Y tengo otros recuerdos sofocados que ahora se desarrollan hasta formar monstruos informes de dolor. Una vez, en una calle de Beardsley iluminada por las últimas luces del crepúsculo, Lo se volvió hacia la pequeña Eva Rosen -yo llevaba a las dos nínfulas a un concierto y caminaba tras ellas, tan cerca que casi las rozaba con mi cuerpo-, y, con gran serenidad y seriedad, en respuesta a algo que había dicho su amiga acerca de que prefería morirse a tener que escuchar las opiniones sobre cuestiones musicales de Milton Pinski, un chaval de la ciudad de su misma edad al que conocía, observó:
-Lo terrible de morirse, ¿sabes?, es que ya no puedes contar con la ayuda de nadie.
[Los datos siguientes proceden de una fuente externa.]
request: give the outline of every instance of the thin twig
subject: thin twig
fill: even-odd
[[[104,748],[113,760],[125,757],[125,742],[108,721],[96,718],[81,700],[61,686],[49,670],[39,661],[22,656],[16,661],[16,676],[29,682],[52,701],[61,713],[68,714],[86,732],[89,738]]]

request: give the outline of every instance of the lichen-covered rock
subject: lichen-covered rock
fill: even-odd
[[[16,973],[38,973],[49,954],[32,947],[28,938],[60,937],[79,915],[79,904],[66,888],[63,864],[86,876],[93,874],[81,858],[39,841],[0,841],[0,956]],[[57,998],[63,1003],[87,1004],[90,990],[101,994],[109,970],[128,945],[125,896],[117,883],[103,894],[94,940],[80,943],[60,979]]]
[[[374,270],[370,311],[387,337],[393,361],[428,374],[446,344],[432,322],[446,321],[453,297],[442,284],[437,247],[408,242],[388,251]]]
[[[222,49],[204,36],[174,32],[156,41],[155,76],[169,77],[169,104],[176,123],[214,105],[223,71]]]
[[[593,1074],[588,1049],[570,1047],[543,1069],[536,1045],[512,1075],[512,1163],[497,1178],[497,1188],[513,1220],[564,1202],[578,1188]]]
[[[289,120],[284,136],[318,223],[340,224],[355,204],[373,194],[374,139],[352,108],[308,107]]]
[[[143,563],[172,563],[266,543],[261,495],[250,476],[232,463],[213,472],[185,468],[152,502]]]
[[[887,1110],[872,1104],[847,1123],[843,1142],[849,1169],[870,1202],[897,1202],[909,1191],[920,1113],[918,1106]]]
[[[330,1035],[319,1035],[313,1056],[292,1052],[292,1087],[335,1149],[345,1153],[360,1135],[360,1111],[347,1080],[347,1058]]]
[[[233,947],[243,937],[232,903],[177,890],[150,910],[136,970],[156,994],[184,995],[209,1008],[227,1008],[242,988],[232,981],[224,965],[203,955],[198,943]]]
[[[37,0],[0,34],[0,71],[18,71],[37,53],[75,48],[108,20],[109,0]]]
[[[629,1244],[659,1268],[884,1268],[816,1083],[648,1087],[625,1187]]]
Y, mientras mis piernas de autómata seguían andando, me impresionó el hecho de que, sencillamente, no sabía una palabra acerca de la mente de mi niña querida, y, que sin duda, más allá de los estúpidos clichés juveniles, había en ella un jardín y un crepúsculo y el portal de un palacio: regiones vagarosas y adorables, completamente prohibidas para mí, ajenas a mis sucios andrajos y a mis miserables convulsiones. Y es que a menudo había advertido que al vivir, como vivíamos, en un mundo de mal absoluto, nos sentíamos extrañamente avergonzados cada vez que yo intentaba conversar acerca de algo que ella y una amiga mayor, que ella y uno de sus progenitores, que ella y un novio sano y de verdad, que yo y Annabel, que Lolita y un Harold Haze sublimado, purificado, analizado, divinizado, habrían podido discutir con toda naturalidad: una idea abstracta, un cuadro, la poesía efectista de Hopkins o la imaginativa de Baudelaire, Dios o Shakespeare, cualquier cosa genuina. ¡Ojalá Dios lo hubiera permitido! Lolita acorazaba su vulnerabilidad mediante vulgares desplantes y aburrimiento, mientras que yo, al formular mis comentarios desesperadamente inconexos, utilizaba un tono de voz artificial que provocaba dentera en los pocos dientes que me quedaban y hacía que ella me respondiera con una rudeza que imposibilitaba todo diálogo entre nosotros. ¡Oh, mi pobre niña profundamente herida!
Te quería. Era un monstruo pentápodo, pero te quería. Era despreciable, y brutal, y lascivo, y cuanto pueda imaginarse, mais je t´aimais, je t'aimais! Y había momentos en que sabía todo cuanto sentías, y saberlo era un infierno, pequeña mía."